The child’s height and weight were measured in the original studies using standardized clinical procedures, and we used these to calculate body mass index (kg/m2). Participants were categorized as underweight/normal weight, overweight or obese according to age and sex-specific cut points [27]. Maternal education was assessed in 11/15 studies, and was re-coded to distinguish between ‘high school or lower’ education versus ‘college or university’ education (Additional file 1: Table A2).
Statistical analyses
Both time of sunset and weather vary between individual days, and we therefore used days not children as our units of analysis. We adjusted for the clustering of days within children using robust standard errors. All analyses used Stata 13.1.

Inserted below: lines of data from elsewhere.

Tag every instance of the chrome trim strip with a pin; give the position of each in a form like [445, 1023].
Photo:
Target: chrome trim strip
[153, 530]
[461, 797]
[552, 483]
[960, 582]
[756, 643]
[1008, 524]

To address our first aim, we fit linear regression models with the outcome being daily or hourly activity cpm. Time of sunset was the primary explanatory variable of interest, with adjustment for study population, age, sex, weight status, day of the week and the six weather covariates. When using the changing of the clocks as a natural experiment, we restricted our analyses to the 439 children with at least one valid school day measurement both in the week before and in the week after the clocks changed (e.g. Wednesday, Thursday and Friday before the clocks changed and Monday and Tuesday afterwards).

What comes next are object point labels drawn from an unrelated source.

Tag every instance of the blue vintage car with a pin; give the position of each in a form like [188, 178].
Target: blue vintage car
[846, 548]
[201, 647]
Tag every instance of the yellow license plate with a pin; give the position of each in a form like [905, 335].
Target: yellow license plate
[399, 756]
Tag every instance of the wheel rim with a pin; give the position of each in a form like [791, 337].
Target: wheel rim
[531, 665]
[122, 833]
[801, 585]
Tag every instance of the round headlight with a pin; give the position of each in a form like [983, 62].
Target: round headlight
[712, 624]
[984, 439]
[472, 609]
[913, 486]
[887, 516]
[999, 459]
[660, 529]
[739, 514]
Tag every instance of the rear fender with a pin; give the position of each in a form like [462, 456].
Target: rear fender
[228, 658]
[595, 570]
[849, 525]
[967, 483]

To address our second aim, we calculated the adjusted effect size of evening daylight separately for each study population. We used forest plots to present the fifteen resulting effect sizes, together with an I2 value representing between-study heterogeneity and with an overall pooled effect size estimated using random effects meta-analysis [28]. We sometimes converted pooled estimates into standardised effect sizes by dividing by the standard deviation of activity cpm for the population in question. We then proceeded to fit interaction terms between evening daylight and the four pre-specified characteristics of sex, age, weight status and maternal education. These four characteristics were selected a priori as characteristics that we felt to be of interest and that were relatively consistently measured across the ICAD studies. We fit these interaction terms after stratifying by study population, and calculated I2 values and pooled effect sizes. When examining interactions with age, we restricted our analyses to children aged 9–15 as most measurement days (91%) were of children between these ages.